# Mathematical Statistics Lesson of the Day – Complete Statistics

The set-up for today’s post mirrors my earlier Statistics Lesson of the Day on sufficient statistics.

Suppose that you collected data

$\mathbf{X} = X_1, X_2, ..., X_n$

in order to estimate a parameter $\theta$.  Let $f_\theta(x)$ be the probability density function (PDF)* for $X_1, X_2, ..., X_n$.

Let

$t = T(\mathbf{X})$

be a statistic based on $\mathbf{X}$.

If

$E_\theta \{g[T(\mathbf{X})]\} = 0, \ \ \forall \ \theta,$

implies that

$P \{g[T(\mathbf{X})]\} = 0] = 1,$

then $T(\mathbf{X})$ is said to be complete.  To deconstruct this esoteric mathematical statement,

1. let $g(t)$ be a measurable function
2. if you want to use $g[T(\mathbf{X})]$ to form an unbiased estimator of the zero function,
3. and if the only such function is almost surely equal to the zero function,
4. then $T(\mathbf{X})$ is a complete statistic.

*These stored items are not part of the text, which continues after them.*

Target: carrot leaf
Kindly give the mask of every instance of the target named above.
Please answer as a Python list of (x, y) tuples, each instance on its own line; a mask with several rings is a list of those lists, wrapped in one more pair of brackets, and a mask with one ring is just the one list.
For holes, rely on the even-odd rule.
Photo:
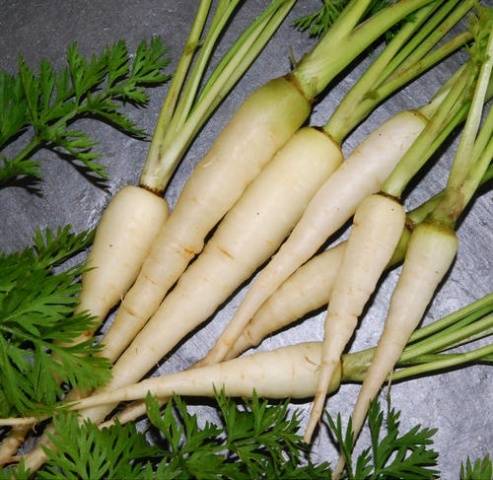
[[(348, 3), (349, 0), (323, 0), (319, 10), (298, 18), (294, 26), (302, 32), (307, 31), (311, 37), (320, 37), (334, 24)], [(370, 17), (389, 4), (389, 0), (372, 0), (367, 16)]]
[[(167, 65), (166, 48), (153, 38), (141, 42), (133, 58), (123, 41), (91, 58), (72, 43), (66, 66), (59, 71), (43, 60), (35, 72), (22, 57), (17, 74), (0, 70), (0, 186), (39, 179), (39, 162), (33, 156), (43, 148), (105, 179), (106, 169), (94, 152), (96, 142), (69, 126), (80, 118), (97, 118), (127, 135), (147, 138), (122, 107), (145, 106), (145, 88), (168, 80)], [(21, 137), (22, 146), (16, 148)], [(7, 146), (9, 156), (2, 154)]]
[(468, 458), (466, 463), (461, 465), (460, 480), (491, 480), (492, 478), (493, 463), (488, 455), (474, 463)]
[[(93, 325), (75, 314), (81, 266), (63, 263), (90, 243), (88, 232), (69, 227), (38, 231), (34, 245), (0, 253), (0, 411), (2, 415), (49, 410), (72, 387), (94, 388), (109, 365), (93, 342), (69, 345)], [(56, 267), (56, 268), (55, 268)]]
[[(389, 409), (386, 417), (378, 402), (373, 402), (368, 413), (371, 446), (365, 449), (353, 465), (351, 452), (354, 438), (351, 420), (342, 427), (341, 417), (327, 417), (329, 429), (342, 451), (348, 480), (383, 480), (406, 478), (421, 480), (436, 478), (438, 454), (431, 448), (435, 429), (416, 425), (408, 432), (399, 432), (400, 412)], [(385, 425), (386, 432), (383, 431)]]

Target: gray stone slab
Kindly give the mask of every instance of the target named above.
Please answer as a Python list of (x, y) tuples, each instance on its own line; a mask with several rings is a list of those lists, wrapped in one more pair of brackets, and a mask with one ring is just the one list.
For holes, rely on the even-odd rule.
[[(124, 38), (130, 48), (134, 48), (143, 38), (161, 35), (169, 46), (171, 71), (186, 38), (196, 3), (195, 0), (1, 0), (0, 67), (13, 71), (20, 54), (31, 65), (42, 58), (48, 58), (55, 65), (60, 65), (71, 41), (77, 41), (84, 53), (91, 54), (101, 51), (105, 45), (120, 38)], [(246, 26), (265, 4), (265, 1), (246, 0), (229, 32), (224, 36), (215, 58), (225, 50), (232, 34)], [(290, 23), (317, 5), (315, 0), (298, 2), (289, 20), (208, 122), (166, 192), (172, 205), (193, 165), (207, 151), (217, 132), (241, 101), (266, 80), (285, 73), (289, 68), (289, 56), (299, 59), (313, 43), (306, 36), (294, 31)], [(391, 114), (425, 102), (440, 82), (454, 70), (460, 58), (463, 55), (455, 56), (378, 108), (346, 141), (345, 151), (349, 152), (354, 148), (366, 134)], [(366, 63), (368, 59), (363, 59), (363, 64)], [(360, 71), (361, 67), (356, 67), (321, 101), (312, 115), (314, 124), (322, 124), (328, 118)], [(148, 109), (134, 110), (131, 113), (137, 123), (148, 131), (152, 131), (165, 90), (160, 88), (152, 92)], [(34, 196), (20, 188), (0, 191), (0, 246), (3, 249), (12, 250), (27, 245), (37, 226), (54, 227), (71, 223), (76, 230), (95, 226), (111, 195), (122, 185), (137, 180), (145, 158), (146, 143), (128, 139), (101, 124), (81, 122), (81, 127), (100, 142), (98, 148), (104, 153), (104, 162), (111, 177), (107, 189), (93, 185), (72, 166), (54, 155), (40, 152), (37, 157), (43, 160), (44, 176), (40, 196)], [(410, 207), (444, 185), (446, 165), (452, 158), (454, 146), (455, 144), (445, 152), (439, 164), (427, 171), (419, 187), (410, 193), (407, 199)], [(458, 259), (447, 282), (436, 295), (426, 322), (493, 290), (492, 207), (493, 195), (491, 192), (485, 193), (475, 201), (462, 222), (459, 229), (461, 246)], [(397, 275), (398, 271), (393, 271), (382, 282), (358, 329), (351, 345), (352, 350), (365, 348), (376, 342)], [(244, 293), (244, 290), (238, 292), (204, 328), (182, 344), (163, 363), (160, 370), (179, 370), (205, 354)], [(266, 340), (260, 349), (321, 338), (322, 316), (316, 315), (297, 327)], [(466, 456), (477, 457), (493, 451), (492, 380), (491, 367), (474, 366), (393, 386), (393, 406), (402, 410), (403, 427), (421, 423), (439, 428), (435, 440), (440, 452), (443, 478), (458, 478), (460, 462)], [(346, 418), (356, 392), (356, 386), (341, 388), (338, 395), (330, 400), (330, 412), (342, 412)], [(308, 404), (298, 407), (304, 415), (308, 413)], [(210, 415), (207, 407), (194, 408), (204, 418)], [(367, 437), (363, 437), (365, 442)], [(315, 440), (314, 451), (316, 459), (320, 460), (333, 460), (336, 454), (324, 433)]]

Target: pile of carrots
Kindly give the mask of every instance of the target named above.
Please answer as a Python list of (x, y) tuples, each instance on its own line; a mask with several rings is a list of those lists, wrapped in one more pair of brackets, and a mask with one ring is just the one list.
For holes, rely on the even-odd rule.
[[(356, 402), (352, 425), (359, 433), (371, 400), (460, 254), (456, 223), (490, 178), (493, 158), (493, 115), (480, 126), (491, 95), (492, 14), (475, 11), (474, 0), (400, 0), (366, 18), (370, 3), (349, 2), (291, 72), (245, 100), (168, 212), (162, 193), (169, 178), (217, 96), (237, 80), (237, 74), (224, 73), (235, 71), (230, 62), (243, 52), (251, 63), (252, 49), (261, 49), (255, 42), (265, 44), (266, 32), (271, 35), (294, 4), (272, 2), (199, 90), (207, 49), (234, 10), (218, 2), (211, 38), (203, 33), (211, 1), (199, 2), (188, 45), (205, 35), (202, 49), (184, 49), (140, 183), (124, 187), (104, 211), (82, 278), (81, 311), (102, 324), (117, 308), (101, 340), (102, 355), (114, 364), (111, 381), (97, 392), (67, 398), (78, 400), (73, 408), (84, 418), (103, 423), (118, 402), (142, 400), (148, 392), (162, 402), (173, 394), (213, 395), (221, 388), (232, 396), (256, 391), (271, 398), (315, 397), (305, 433), (310, 441), (327, 392), (341, 382), (344, 350), (383, 271), (404, 262)], [(476, 16), (473, 26), (444, 41), (468, 14)], [(325, 126), (304, 126), (334, 78), (392, 27), (392, 39)], [(464, 46), (469, 60), (429, 103), (390, 118), (343, 158), (343, 140), (373, 109)], [(459, 125), (464, 129), (445, 190), (406, 212), (408, 184)], [(351, 218), (349, 239), (319, 253)], [(136, 383), (259, 269), (205, 358), (189, 370)], [(322, 344), (235, 358), (326, 305)], [(125, 422), (143, 413), (137, 402), (118, 418)], [(41, 445), (47, 441), (45, 434), (24, 455), (26, 467), (43, 464)], [(342, 467), (341, 460), (335, 478)]]

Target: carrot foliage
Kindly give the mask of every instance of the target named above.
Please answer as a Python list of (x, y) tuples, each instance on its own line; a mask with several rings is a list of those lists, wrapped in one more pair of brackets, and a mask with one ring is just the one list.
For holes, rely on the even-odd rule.
[(93, 342), (69, 346), (93, 319), (74, 313), (82, 267), (64, 264), (91, 237), (70, 227), (37, 231), (32, 247), (0, 252), (2, 416), (46, 411), (65, 385), (94, 388), (109, 378), (109, 365), (95, 355), (99, 347)]
[[(216, 396), (218, 424), (200, 423), (178, 397), (160, 411), (157, 400), (146, 400), (151, 426), (138, 431), (134, 424), (116, 424), (99, 430), (79, 423), (72, 413), (55, 418), (48, 462), (36, 480), (249, 480), (330, 479), (327, 463), (314, 465), (308, 446), (298, 435), (300, 416), (290, 414), (287, 402), (268, 404), (254, 397), (237, 404)], [(438, 478), (438, 455), (432, 449), (434, 429), (419, 425), (402, 434), (399, 412), (385, 416), (377, 403), (369, 416), (371, 445), (355, 462), (348, 462), (345, 478), (358, 480)], [(350, 424), (340, 416), (328, 419), (334, 438), (345, 452), (352, 451)], [(354, 465), (354, 467), (352, 466)], [(22, 464), (4, 468), (0, 480), (29, 478)], [(488, 458), (463, 465), (462, 480), (490, 479)]]
[[(400, 412), (389, 409), (386, 418), (377, 402), (368, 413), (371, 446), (364, 450), (356, 462), (352, 461), (354, 448), (351, 420), (346, 429), (340, 415), (334, 420), (327, 417), (330, 430), (346, 460), (348, 480), (400, 479), (421, 480), (437, 478), (438, 454), (431, 448), (436, 429), (416, 425), (408, 432), (399, 432)], [(386, 431), (384, 431), (384, 426)]]
[[(323, 5), (316, 12), (295, 20), (295, 27), (303, 32), (307, 31), (312, 37), (319, 37), (339, 18), (349, 0), (322, 0), (322, 3)], [(389, 0), (372, 0), (367, 10), (367, 16), (371, 17), (389, 4)]]
[(71, 124), (97, 118), (130, 136), (146, 138), (122, 107), (145, 106), (145, 87), (165, 82), (167, 65), (164, 45), (153, 38), (141, 42), (132, 57), (123, 41), (91, 58), (72, 43), (66, 66), (58, 71), (43, 60), (34, 72), (22, 57), (15, 75), (0, 70), (0, 186), (39, 178), (39, 162), (33, 155), (42, 148), (106, 178), (106, 169), (93, 151), (95, 140)]

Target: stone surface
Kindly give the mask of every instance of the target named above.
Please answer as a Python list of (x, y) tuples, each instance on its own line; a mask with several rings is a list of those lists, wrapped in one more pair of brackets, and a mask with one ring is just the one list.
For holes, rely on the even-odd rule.
[[(24, 55), (30, 65), (48, 58), (61, 65), (69, 42), (77, 41), (86, 54), (101, 49), (124, 38), (133, 49), (143, 38), (160, 35), (169, 47), (172, 60), (170, 71), (179, 57), (196, 5), (196, 0), (3, 0), (0, 16), (0, 67), (13, 71), (18, 55)], [(224, 52), (233, 34), (247, 25), (266, 2), (247, 0), (238, 12), (228, 33), (217, 49), (215, 59)], [(166, 196), (173, 205), (193, 165), (207, 151), (216, 133), (232, 112), (254, 88), (266, 80), (281, 75), (289, 69), (289, 58), (299, 59), (313, 43), (294, 31), (290, 23), (303, 12), (311, 11), (318, 2), (298, 2), (289, 20), (280, 28), (273, 41), (259, 57), (255, 65), (218, 109), (198, 139), (171, 182)], [(381, 106), (346, 141), (349, 152), (376, 125), (394, 112), (412, 108), (425, 102), (432, 92), (452, 72), (462, 55), (434, 69), (423, 79), (407, 87)], [(362, 64), (368, 59), (362, 59)], [(340, 79), (334, 90), (315, 108), (314, 124), (323, 124), (345, 91), (361, 71), (356, 66), (349, 75)], [(166, 89), (155, 89), (148, 109), (133, 110), (132, 117), (138, 124), (152, 131)], [(34, 228), (55, 227), (71, 223), (76, 230), (94, 227), (102, 209), (112, 193), (127, 183), (134, 183), (145, 159), (147, 144), (128, 139), (110, 127), (93, 122), (80, 122), (100, 142), (111, 181), (106, 189), (99, 188), (84, 178), (70, 164), (42, 151), (44, 181), (41, 195), (35, 196), (20, 188), (0, 190), (0, 246), (9, 251), (29, 244)], [(412, 207), (436, 192), (446, 181), (447, 165), (452, 158), (449, 147), (438, 164), (428, 169), (407, 199)], [(468, 212), (459, 229), (461, 246), (459, 257), (446, 283), (440, 288), (431, 305), (426, 322), (437, 319), (473, 299), (493, 290), (493, 195), (483, 194)], [(381, 330), (386, 305), (396, 282), (398, 271), (389, 273), (380, 285), (371, 307), (351, 345), (358, 350), (375, 344)], [(219, 335), (225, 322), (240, 302), (244, 290), (221, 308), (208, 324), (183, 343), (166, 359), (161, 371), (176, 371), (198, 360), (205, 354)], [(274, 348), (289, 343), (320, 339), (321, 314), (297, 327), (266, 340), (261, 349)], [(331, 413), (342, 412), (344, 418), (350, 412), (355, 399), (356, 386), (344, 386), (329, 403)], [(435, 440), (440, 452), (440, 468), (444, 479), (458, 478), (459, 465), (468, 455), (482, 456), (493, 451), (493, 371), (490, 367), (475, 366), (452, 371), (434, 377), (420, 378), (392, 387), (393, 406), (402, 410), (402, 425), (415, 423), (439, 429)], [(306, 414), (308, 404), (297, 405)], [(207, 417), (210, 409), (196, 406)], [(362, 443), (367, 437), (363, 435)], [(334, 459), (335, 449), (325, 432), (315, 440), (317, 459)]]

I will discuss the intuition behind this bizarre definition in a later Statistics Lesson of the Day.

*This above definition holds for discrete and continuous random variables.

### One Response to Mathematical Statistics Lesson of the Day – Complete Statistics

1. Samchappelle says:

I’m glad someone else thinks it is a bizarre definition. I’ve never fully understood the motivation behind it – looking forward to the lesson!